A Possible Primordial Acetyleno/Carboxydotrophic Core Metabolism

Life (Basel). 2020 Apr 7;10(4):35. doi: 10.3390/life10040035.

Abstract

Carbon fixation, in addition to the evolution of metabolism, is a main requirement for the evolution of life. Here, we report a one-pot carbon fixation of acetylene (C2H2) and carbon monoxide (CO) by aqueous nickel sulfide (NiS) under hydrothermal (>100 °C) conditions. A slurry of precipitated NiS converts acetylene and carbon monoxide into a set of C2-4-products that are surprisingly representative for C2-4-segments of all four central CO2-fixation cycles of the domains Bacteria and Archaea, whereby some of the products engage in the same interconversions, as seen in the central CO2-fixation cycles.
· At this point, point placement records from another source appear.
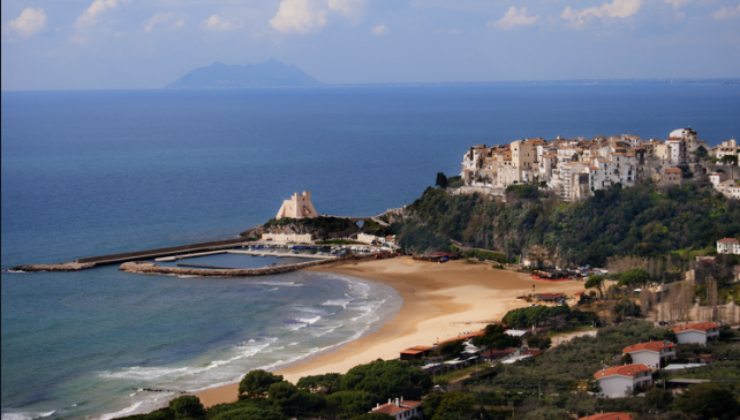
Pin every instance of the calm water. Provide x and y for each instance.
(86, 173)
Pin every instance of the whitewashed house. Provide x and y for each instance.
(651, 353)
(399, 409)
(622, 381)
(696, 332)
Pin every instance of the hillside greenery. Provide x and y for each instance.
(643, 220)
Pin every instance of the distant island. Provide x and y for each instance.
(271, 73)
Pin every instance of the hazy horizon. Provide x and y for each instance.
(128, 44)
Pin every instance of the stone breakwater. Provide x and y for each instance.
(68, 266)
(145, 267)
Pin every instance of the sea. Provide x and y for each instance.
(94, 172)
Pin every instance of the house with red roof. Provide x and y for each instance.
(728, 246)
(696, 332)
(399, 409)
(622, 381)
(652, 353)
(608, 416)
(416, 352)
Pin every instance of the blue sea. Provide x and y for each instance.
(88, 173)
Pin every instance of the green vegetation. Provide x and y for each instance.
(441, 180)
(558, 318)
(257, 382)
(333, 396)
(643, 220)
(495, 338)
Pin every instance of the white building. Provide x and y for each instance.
(726, 148)
(297, 207)
(622, 381)
(696, 333)
(399, 409)
(728, 246)
(287, 238)
(652, 353)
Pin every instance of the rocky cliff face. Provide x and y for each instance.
(319, 228)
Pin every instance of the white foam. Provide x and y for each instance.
(309, 321)
(337, 302)
(124, 412)
(27, 415)
(141, 373)
(278, 283)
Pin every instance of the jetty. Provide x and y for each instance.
(91, 262)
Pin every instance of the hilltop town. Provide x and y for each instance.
(575, 168)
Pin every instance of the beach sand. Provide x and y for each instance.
(440, 301)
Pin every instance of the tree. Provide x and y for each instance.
(729, 160)
(709, 401)
(249, 412)
(281, 391)
(387, 379)
(596, 281)
(372, 416)
(626, 308)
(255, 383)
(455, 405)
(441, 180)
(325, 384)
(187, 407)
(634, 277)
(349, 403)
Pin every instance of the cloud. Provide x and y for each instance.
(29, 22)
(728, 12)
(167, 20)
(216, 23)
(90, 15)
(677, 3)
(298, 16)
(351, 9)
(379, 30)
(615, 9)
(513, 18)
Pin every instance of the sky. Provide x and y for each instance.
(135, 44)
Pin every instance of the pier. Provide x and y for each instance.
(91, 262)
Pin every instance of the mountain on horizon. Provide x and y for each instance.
(271, 73)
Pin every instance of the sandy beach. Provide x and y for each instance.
(441, 301)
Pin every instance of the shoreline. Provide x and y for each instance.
(440, 301)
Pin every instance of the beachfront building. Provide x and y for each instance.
(728, 246)
(297, 207)
(622, 381)
(399, 409)
(575, 169)
(696, 332)
(653, 354)
(287, 238)
(726, 148)
(608, 416)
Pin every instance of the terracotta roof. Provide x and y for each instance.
(655, 346)
(464, 337)
(416, 350)
(698, 326)
(608, 416)
(392, 409)
(624, 370)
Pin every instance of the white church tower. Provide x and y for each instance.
(297, 207)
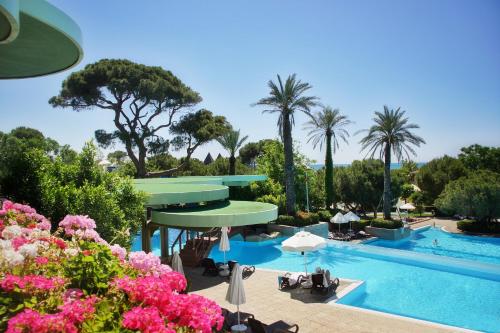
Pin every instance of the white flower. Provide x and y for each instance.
(71, 251)
(12, 231)
(5, 244)
(29, 250)
(13, 258)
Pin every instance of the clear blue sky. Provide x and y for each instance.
(439, 60)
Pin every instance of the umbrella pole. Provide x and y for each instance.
(305, 262)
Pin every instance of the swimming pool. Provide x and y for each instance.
(483, 249)
(393, 285)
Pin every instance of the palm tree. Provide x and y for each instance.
(328, 126)
(231, 142)
(285, 100)
(391, 132)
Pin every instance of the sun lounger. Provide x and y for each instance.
(247, 270)
(231, 318)
(290, 280)
(278, 327)
(321, 282)
(211, 268)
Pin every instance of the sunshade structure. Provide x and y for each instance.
(36, 39)
(351, 217)
(224, 245)
(303, 242)
(339, 219)
(199, 204)
(407, 206)
(236, 293)
(177, 263)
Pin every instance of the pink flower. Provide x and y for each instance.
(118, 251)
(145, 320)
(41, 261)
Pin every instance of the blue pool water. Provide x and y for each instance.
(483, 249)
(413, 290)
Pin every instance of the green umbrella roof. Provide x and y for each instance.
(178, 193)
(36, 39)
(229, 213)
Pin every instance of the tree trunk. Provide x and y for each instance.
(232, 165)
(289, 172)
(387, 182)
(328, 172)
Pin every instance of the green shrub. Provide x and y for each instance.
(387, 224)
(325, 215)
(286, 220)
(474, 226)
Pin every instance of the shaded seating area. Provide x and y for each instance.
(231, 318)
(210, 267)
(322, 283)
(290, 280)
(247, 270)
(277, 327)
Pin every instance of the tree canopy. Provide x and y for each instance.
(144, 100)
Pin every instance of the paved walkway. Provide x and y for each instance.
(269, 305)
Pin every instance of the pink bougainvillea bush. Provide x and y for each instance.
(74, 281)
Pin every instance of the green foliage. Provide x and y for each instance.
(477, 227)
(93, 268)
(434, 175)
(324, 215)
(60, 186)
(143, 100)
(196, 129)
(391, 133)
(285, 99)
(406, 191)
(361, 185)
(476, 195)
(476, 157)
(328, 126)
(301, 219)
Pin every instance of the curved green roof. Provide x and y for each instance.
(229, 213)
(177, 193)
(228, 180)
(36, 39)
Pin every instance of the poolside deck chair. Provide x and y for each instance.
(278, 327)
(247, 270)
(211, 268)
(318, 283)
(231, 319)
(288, 281)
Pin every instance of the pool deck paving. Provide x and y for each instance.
(311, 312)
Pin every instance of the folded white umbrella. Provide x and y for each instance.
(339, 219)
(177, 263)
(224, 241)
(236, 293)
(304, 241)
(350, 216)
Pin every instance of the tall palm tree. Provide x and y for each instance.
(328, 126)
(231, 142)
(391, 132)
(285, 100)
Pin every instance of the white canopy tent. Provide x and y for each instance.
(304, 242)
(236, 294)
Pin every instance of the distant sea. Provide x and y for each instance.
(394, 166)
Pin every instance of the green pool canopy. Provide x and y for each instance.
(36, 39)
(202, 202)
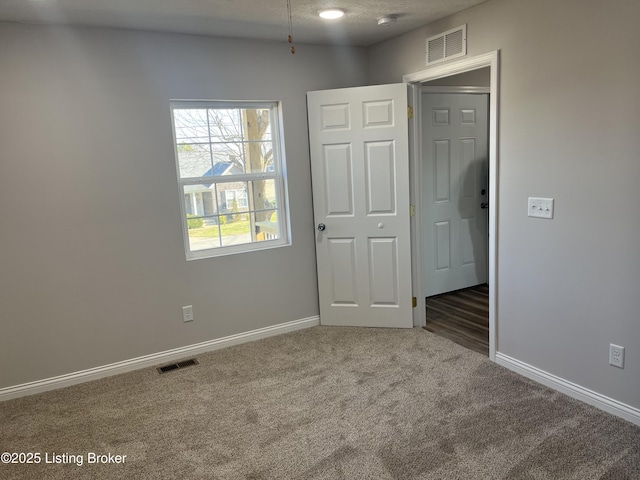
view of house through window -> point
(229, 164)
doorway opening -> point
(464, 313)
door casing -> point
(415, 80)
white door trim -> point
(455, 89)
(491, 60)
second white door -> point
(455, 190)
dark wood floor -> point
(462, 317)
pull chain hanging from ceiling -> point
(290, 37)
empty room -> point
(312, 239)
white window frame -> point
(278, 174)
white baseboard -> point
(602, 402)
(153, 359)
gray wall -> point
(92, 265)
(569, 129)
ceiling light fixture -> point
(387, 20)
(331, 14)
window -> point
(230, 164)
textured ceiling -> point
(256, 19)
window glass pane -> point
(200, 199)
(267, 227)
(236, 230)
(228, 158)
(259, 157)
(194, 160)
(191, 125)
(217, 142)
(225, 125)
(264, 194)
(234, 198)
(204, 232)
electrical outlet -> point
(540, 207)
(616, 355)
(187, 313)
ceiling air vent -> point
(444, 46)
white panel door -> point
(455, 183)
(360, 167)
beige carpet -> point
(322, 403)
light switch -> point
(540, 207)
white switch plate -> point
(187, 313)
(616, 355)
(540, 207)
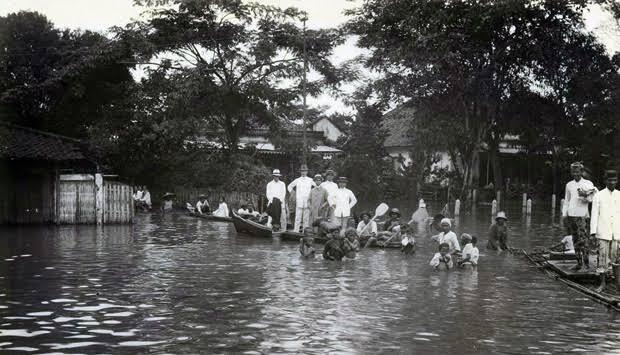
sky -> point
(99, 15)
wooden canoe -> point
(211, 217)
(250, 228)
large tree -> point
(464, 63)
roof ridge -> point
(44, 133)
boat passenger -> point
(306, 247)
(447, 236)
(222, 209)
(366, 229)
(442, 260)
(470, 253)
(604, 224)
(579, 192)
(202, 206)
(276, 195)
(302, 186)
(317, 201)
(498, 233)
(342, 201)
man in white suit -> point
(605, 223)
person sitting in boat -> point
(366, 229)
(442, 260)
(565, 246)
(168, 202)
(447, 236)
(407, 241)
(498, 233)
(306, 247)
(470, 253)
(222, 209)
(202, 206)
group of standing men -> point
(315, 199)
(604, 225)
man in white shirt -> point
(331, 187)
(605, 223)
(342, 201)
(578, 194)
(302, 186)
(276, 195)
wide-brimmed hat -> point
(395, 211)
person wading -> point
(276, 195)
(302, 186)
(578, 194)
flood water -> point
(175, 284)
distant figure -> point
(342, 201)
(420, 218)
(302, 186)
(498, 233)
(605, 224)
(222, 209)
(442, 260)
(470, 253)
(306, 247)
(447, 236)
(276, 195)
(317, 201)
(202, 206)
(578, 194)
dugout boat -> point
(211, 217)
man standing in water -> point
(331, 187)
(302, 186)
(276, 195)
(605, 224)
(342, 201)
(578, 194)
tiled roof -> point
(17, 142)
(397, 123)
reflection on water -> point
(181, 285)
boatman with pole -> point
(276, 195)
(342, 201)
(578, 194)
(302, 186)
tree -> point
(464, 63)
(58, 80)
(242, 60)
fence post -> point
(99, 205)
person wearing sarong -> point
(605, 224)
(317, 201)
(276, 190)
(578, 194)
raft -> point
(577, 280)
(211, 217)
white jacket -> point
(605, 221)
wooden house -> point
(48, 178)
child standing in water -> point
(442, 260)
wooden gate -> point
(76, 199)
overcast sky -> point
(99, 15)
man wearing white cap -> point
(302, 186)
(447, 236)
(579, 192)
(276, 195)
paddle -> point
(379, 211)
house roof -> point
(23, 143)
(397, 123)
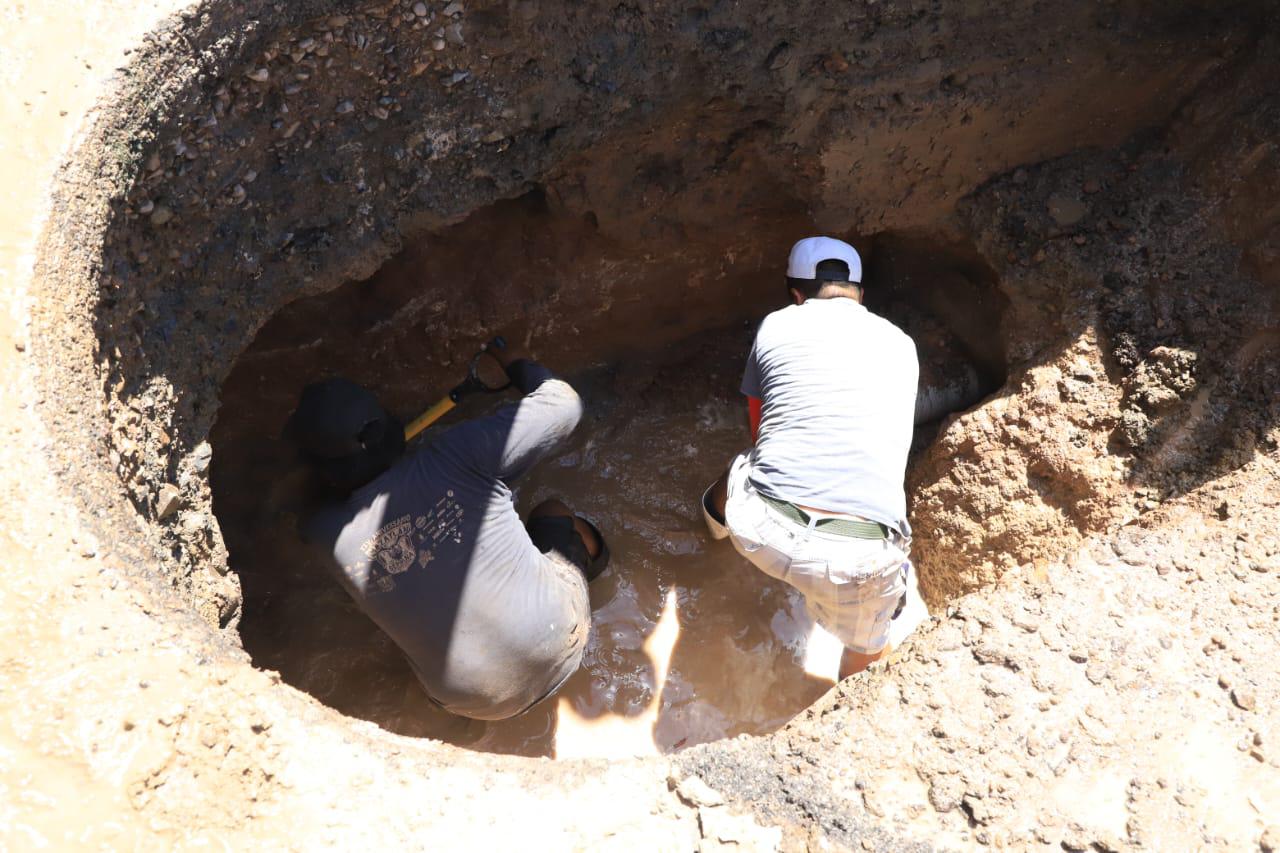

The results suggest a primordial, chemically predetermined, non-cyclic acetyleno/carboxydotrophic core metabolism. This metabolism is based on aqueous organo-metal chemistry, from which the extant central CO2-fixation cycles based on thioester chemistry would have evolved by piecemeal modifications.

Keywords: acetylene; carbon fixation; carbon monoxide; chemical evolution; early metabolism; nickel sulfide; origin of life; transition metal catalysis.